NEW YORK (GenomeWeb) – An international team has identified a new orthomyxo-like virus that appears to have contributed to large tilapia fish die-offs in the Middle East and South America over the past few years.
As they reported in mBio today, researchers from the US, Israel, Scotland, and the West Indies used sequencing, mass spec, and other approaches to characterize the newly discovered tilapia lake virus (TiLV), which resembles orthomyxoviruses such as the influenza C virus, the infectious salmon anemia orthomyxovirus, and the Thogoto virus. Their experiments support the notion that TiLV, a negative strand RNA virus with a 10-gene genome, is capable of infecting fish cells, producing pathogenic features resembling those in infected tilapia.
"The more we studied them, the more convinced we became that what we had represented an entirely new virus," senior author Ian Lipkin, director of Columbia University's Center for Infection and Immunity, said in a statement.
Lipkin noted that analyses of the newly identified virus should help in detecting TiLV in infected tilapia stocks and developing vaccines against it to safeguard the tilapia trade — an industry with an estimated value of around $7.5 billion each year — and to ensure the availability of a relatively affordable protein source in parts of the developing world.
Both wild and commercially farmed tilapia in Israel's Sea of Galilee (Kinneret Lake), have experienced multiple disease outbreaks and die-offs since 2009, with fish succumbing to skin, kidney, nervous system problems. Similar die-offs have since occurred at Nile tilapia farms in Ecuador, though the affected fish tissues differed somewhat compared to infected fish in Israel.

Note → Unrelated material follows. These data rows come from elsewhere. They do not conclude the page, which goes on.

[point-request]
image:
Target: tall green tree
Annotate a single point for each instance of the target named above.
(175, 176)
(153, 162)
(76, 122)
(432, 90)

An initial search for an infectious culprit in affected fish from Israel, published by Israeli researchers in the Journal of Clinical Microbiology in 2014, pointed to the presence of an unknown RNA virus dubbed TiLV in infected fish. And in unpublished PCR-based tests, Lipkin and others uncovered the same virus was behind the South American outbreaks.

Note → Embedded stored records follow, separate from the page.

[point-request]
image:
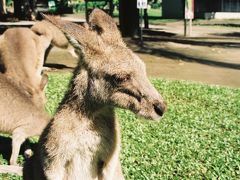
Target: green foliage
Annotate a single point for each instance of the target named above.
(198, 137)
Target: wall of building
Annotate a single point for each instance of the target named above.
(172, 9)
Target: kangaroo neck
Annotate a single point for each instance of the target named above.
(78, 99)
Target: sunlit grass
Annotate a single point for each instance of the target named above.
(198, 137)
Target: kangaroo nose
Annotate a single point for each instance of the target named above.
(159, 108)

For the new analysis, Lipkin and his colleagues used a combination of Ion Torrent and Illumina sequencing technologies to generate sequences from ribosomal RNA-depleted, concentrated viral particle-containing samples obtained from an infected snakehead fish cell line called E-11.
After filtering out messenger RNA sequences from the host fish and RNA associated with known viruses in sequence databases, the team put together a TiLV genome using the remaining viral reads.
The 10 contig clusters in this genome each appear to code for a different protein, the researchers found. Nine of the 10 open reading frames did not show homology to known ORFs, they noted, while the PB1-coding segment shared some similarities to the PB1 sequence described in the influenza C virus.
When the team re-sequenced isolates from Ecuadorian tilapia that had tested positive for TiLV by PCR, it found that the TiLV isolates from that country shared between 97 percent and 99 percent nucleotide sequence identity with the original TiLV genome.
Consistent with its suspected negative strand RNA genome composition, the researchers' experiments indicated that TiLV could infect fish cells when viral proteins were present. In contrast, de-proteinized TiLV did not produce characteristic cytopathic features in infected E-11 cells. Further, the researchers used in situ hybridization to demonstrate that TiLV was present in symptomatic liver or brain tissues from infected fish.
"The presence of viral nucleic acid at sites of pathology in brain and liver together with the observation that virus propagated in cell culture is capable of inducing disease in naïve fish implicates TiLV as the causative agent of outbreaks of both viral encephalitis and syncytial hepatitis in tilapiines in Israel and Ecuador," the authors concluded.